Les vaccinations sont essentiellement pratiquées avec des vaccins combinés (plusieurs valences dans un même vaccin). Selon le calendrier des vaccinations 2018, entre 2 mois et 18 mois, 10 injections sont suffisantes pour être vacciné contre les 11 maladies. Rappelons que plus de 70% des enfants sont déjà vaccinés contre ces 11 maladies.

La vaccination peut être assurée par votre médecin traitant, dans une PMI ou dans le centre de vaccination de votre ville.

Quelle prise en charge ?

Les vaccins sont pris en charge à 65% par l’Assurance maladie (sauf le ROR - Rougeole, Oreillons, Rubéole - pris en charge à 100%) et pour le reste par les assurances complémentaires. Les vaccinations peuvent aussi être réalisées gratuitement dans les centres de vaccinations publics et les services de protection maternelle et infantile (PMI).

L’obligation vaccinale est justifiée par un impératif majeur de santé publique et seule une contre-indication médicale peut justifier de ne pas être vacciné. Il n’y a donc pas de clause d’exemption pour convenances personnelles. Parce que ne pas faire vacciner son enfant le met en danger et peut mettre en danger les autres, le fait de compromettre la santé de son enfant, ou celui d’avoir contaminé d’autres enfants par des maladies qui auraient pu être évitées par la vaccination peuvent faire l’objet de poursuites pénales.

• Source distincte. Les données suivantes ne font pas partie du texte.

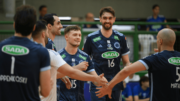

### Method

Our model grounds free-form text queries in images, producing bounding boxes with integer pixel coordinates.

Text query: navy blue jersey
[83,30,129,90]
[133,85,150,99]
[0,36,50,101]
[59,48,94,101]
[139,50,180,101]
[147,15,166,31]
[46,38,57,51]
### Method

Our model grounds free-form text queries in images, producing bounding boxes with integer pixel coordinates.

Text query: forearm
[67,69,96,82]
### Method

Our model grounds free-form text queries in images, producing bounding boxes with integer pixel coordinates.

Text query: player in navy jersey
[83,7,130,101]
[58,26,105,101]
[43,14,71,95]
[0,5,51,101]
[96,28,180,101]
[32,21,107,101]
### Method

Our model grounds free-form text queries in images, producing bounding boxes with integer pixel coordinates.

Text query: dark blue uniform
[83,30,129,101]
[0,36,50,101]
[139,50,180,101]
[58,48,94,101]
[46,38,57,51]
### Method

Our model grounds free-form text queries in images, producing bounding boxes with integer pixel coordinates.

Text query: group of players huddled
[0,5,180,101]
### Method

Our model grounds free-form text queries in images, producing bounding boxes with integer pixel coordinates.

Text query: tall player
[97,28,180,101]
[43,14,71,95]
[0,5,51,101]
[33,21,107,101]
[58,26,105,101]
[84,7,130,101]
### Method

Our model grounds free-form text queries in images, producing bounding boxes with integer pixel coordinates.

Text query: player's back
[0,36,49,101]
[142,50,180,101]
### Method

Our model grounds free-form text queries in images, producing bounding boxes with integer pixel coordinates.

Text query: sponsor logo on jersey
[93,36,101,42]
[79,54,86,60]
[114,35,120,41]
[114,42,120,49]
[168,57,180,65]
[2,45,29,55]
[61,54,66,58]
[101,51,119,59]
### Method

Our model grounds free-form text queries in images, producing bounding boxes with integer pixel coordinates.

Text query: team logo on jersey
[101,51,119,59]
[114,42,120,49]
[93,36,101,42]
[168,57,180,65]
[61,54,66,59]
[2,45,29,55]
[79,54,86,60]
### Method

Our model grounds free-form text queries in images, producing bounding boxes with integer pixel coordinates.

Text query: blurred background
[0,0,180,101]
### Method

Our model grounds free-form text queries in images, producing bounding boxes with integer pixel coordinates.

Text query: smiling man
[84,7,130,101]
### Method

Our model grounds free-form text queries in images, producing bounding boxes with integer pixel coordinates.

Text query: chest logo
[2,45,29,55]
[168,57,180,65]
[102,51,119,59]
[114,42,120,49]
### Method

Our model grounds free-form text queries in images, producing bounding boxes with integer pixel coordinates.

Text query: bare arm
[134,96,150,101]
[40,70,52,97]
[109,61,146,88]
[122,54,131,67]
[96,61,146,98]
[58,64,107,85]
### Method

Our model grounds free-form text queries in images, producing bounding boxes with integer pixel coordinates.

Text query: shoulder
[147,16,153,20]
[78,49,88,57]
[88,30,99,37]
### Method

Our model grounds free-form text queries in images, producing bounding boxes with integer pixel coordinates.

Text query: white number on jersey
[71,80,77,88]
[11,56,15,74]
[108,59,115,68]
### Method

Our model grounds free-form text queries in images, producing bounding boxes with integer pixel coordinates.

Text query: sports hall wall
[0,0,180,20]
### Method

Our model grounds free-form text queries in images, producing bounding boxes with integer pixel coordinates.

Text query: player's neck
[101,28,112,38]
[141,86,147,90]
[153,14,158,19]
[14,33,32,39]
[65,44,78,55]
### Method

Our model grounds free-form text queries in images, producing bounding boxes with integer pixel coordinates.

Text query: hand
[95,86,112,99]
[61,76,72,89]
[76,61,89,71]
[94,73,108,87]
[93,76,108,86]
[51,78,54,89]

Un engagement fort de l’Etat pour une politique vaccinale efficace et transparente

Un site dédié rend accessibles toutes les informations sur la vaccination :

http://vaccination-info-service.fr/

En tant que sujet de santé publique majeur, l’efficacité de la politique vaccinale sera actualisée, interrogée et évaluée régulièrement. Toutes les parties prenantes de la vaccination seront régulièrement réunies pour échanger sur la politique vaccinale.


Pour en savoir plus :
http://solidarites-sante.gouv.fr/vaccins-obligatoires/
Tout vaccin, pour être commercialisé, est évalué par les autorités sanitaires européennes ou nationales selon des critères scientifiques de qualité, de sécurité et d’efficacité. Après leur mise sur le marché, les vaccins, comme tout médicament, font l’objet d’un suivi de pharmacovigilance avec une surveillance active des événements indésirables post-vaccinaux. L’Agence nationale de sécurité du médicament et des produits de  santé (ANSM) réévalue périodiquement les vaccins.
Bien sûr, comme tout médicament, un vaccin peut causer des effets indésirables : des réactions indésirables bénignes ou transitoires de type douleurs ou érythèmes (plaque rouge et ronde) au site d’injection, et réactions générales comme la fièvre. Comme pour tout médicament, les notices des vaccins explicitent les effets indésirables attendus.
Toutes ces informations sont disponibles et accessibles sur la base de données publique des médicaments :

http://base-donnees-publique.medicaments.gouv.fr/

L’ensemble des autorités scientifiques et médicales françaises ainsi que l’Organisation mondiale de la Santé insistent sur la balance bénéfice/risque très favorable des vaccins, faisant de la vaccination une priorité pour éviter les maladies, handicaps et décès.